Of course, it is a stretch to suggest that one example reflects a broader trend. Extrapolating from an anecdote may be wholly misleading, but QB point to the need to put up prices. This is needed to cover increased wages to retain and recruit skilled staff. There are reports that this is also happening in restaurants and other service businesses across Japan. In many cases businesses are putting up wages to attract a wider pool of labour. The higher input costs are then ‘pushed’ along to the end consumer.

We do not know if the price signal from QB House is as distinctive as the 2013 population decline signal from higher sales of adult diapers. However, in the connected world of economics a signal can be more effective for spotting and identifying a trend than listening to a lot of noise.

*Source: World Bank

US and Mexico

This week, relations between the US and Mexico reached a high point after a new bilateral trade agreement was signed by the two nations. This agreement involved a compromise on autos, labour rules and some additional provisions.

In the build-up to the US election and after the post – election result, relations between Donald Trump and Mexico soured with Trump looking to plug the $58bn overall trade deficit (the US importing more goods than it exports) it had with Mexico. This started when President Trump signed an executive order to build a wall running across the Mexican border to control illegal immigration and expected Mexico to pick up the estimated $8bn bill. Furthermore, Trump warned of high tariffs to be placed on car manufacturers if they did not move jobs and production back to the US from Mexico. Clearly relations had become fragile.
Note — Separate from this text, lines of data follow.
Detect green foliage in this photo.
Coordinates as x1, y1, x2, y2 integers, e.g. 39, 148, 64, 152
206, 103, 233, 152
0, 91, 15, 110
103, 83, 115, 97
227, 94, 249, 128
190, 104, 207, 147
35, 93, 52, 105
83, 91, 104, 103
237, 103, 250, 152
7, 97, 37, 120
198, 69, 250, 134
The preliminary deal has seen the North America Free Trade Agreement (NAFTA) updated, although the third member, Canada, has recently been excluded from the party. The US and Mexico agreed that 75% of a product must be formed in either of the two countries to receive tax-free treatment, a 12.5% increase. In addition, both nations will require 40% to 45% of each vehicle to be made by workers that earn at least $16 per hour in order to repel manufactures looking to exploit low paid Mexicans.

The new agreement moves the United States closer towards the type of agreements that were already in place before Trump became President. This is another example of his ‘provoke’ then ‘negotiate’ tactic which was used with Europe and to an extent China. With trade agreements between the US and Mexico almost settled, Trump can concentrate on China, a much bigger battle worth fighting with a $375bn trade deficit, highlighted by the chart below.

US Trade Deficit

Source: Bloomberg, August 2018

If Mexico are sitting upfront with the US and China is on the horizon, where does this leave Canada? In the back! Canada will most likely have to offer concessions in order to resume talks with the US. Trump, using the rules from his very own negotiating bible (“The Art of The Deal”) freezed Canada out and threatened the termination of the current NAFTA agreement which would see tariffs placed on imports from Canada in order to shrink its current £17.6bn deficit.

Following the announcement on Monday US stock markets, global currencies and commodities all rallied with investors more at ease given the growing trade tariff rhetoric. If Trump can finalise an agreement with Canada and Mexico it may be politically savvy move with the November mid-terms around the corner.

With investing, your capital is at risk. Investments can fluctuate in value and you may get back less than you invest. Past performance is not a guide to future performance. Tax rules can change at any time. This blog is not personal financial advice.